BP's board and London-based executives were informed of widespread corrosion at the UK oil giant's Alaska field two years before the company was forced to shut it this week, citing "unexpectedly severe corrosion".
On May 22 2004, Chuck Hamel, an advocate for BP workers in Alaska, took the charges directly to Dr Walter E. Massey, chairman of the environment committee of BP's non-executive board of directors.
In the letter, Mr Hamel told Dr Massey that in the previous four years BP employees and contract workers had brought to him concerns about safety, health and threats to the environment at Prudhoe Bay, Alaska.
"They seek to see the corrosion problem addressed and corrective action undertaken without further delay and before any of their colleagues at Prudhoe are harmed," he wrote in the letter, a copy of which was given to the Financial Times at the time.
Mr Hamel warned Dr Massey that, as a board member, he owed it to shareholders to investigate. He said he would facilitate interviews with the BP engineers and corrosion experts if his committee provided assurances they would not suffer retaliation.
On July 27 2004, Dr Massey wrote to Mr Hamel urging him to provide BP management "sufficient specificity" but without offering the requested protection.

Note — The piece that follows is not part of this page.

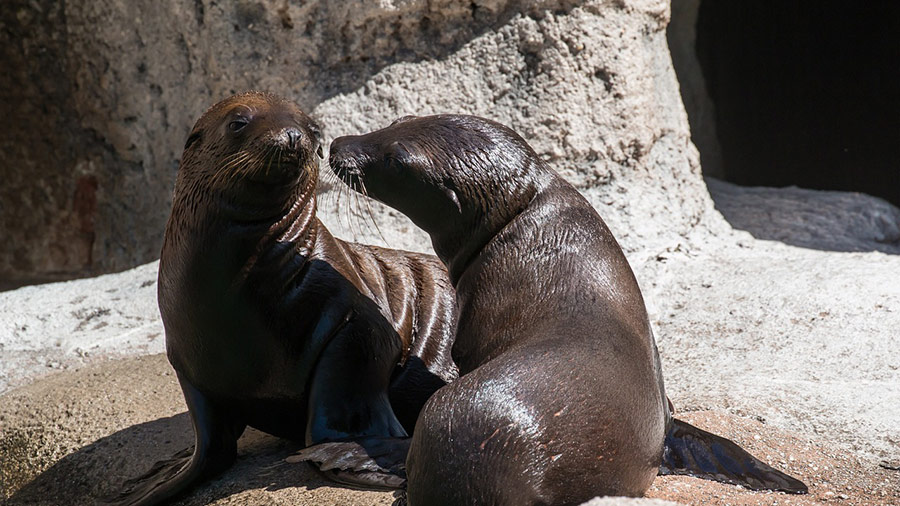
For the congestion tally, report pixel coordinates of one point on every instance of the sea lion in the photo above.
(560, 396)
(273, 323)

The workers told Mr Hamel that Vinson Elkins, BP's Houston lawyer, went to Alaska with questions that seemed aimed more at identifying whistleblowers than uncovering corrosion.
Dr Massey referred questions by the FT at the time to BP, which gave assurances that corrosion was under control.
On Tuesday, Ronnie Chappell, BP spokesman, said: "I know there have been concerns raised about adequate corrosion inspection program raised by Hamel over time. We have looked into those."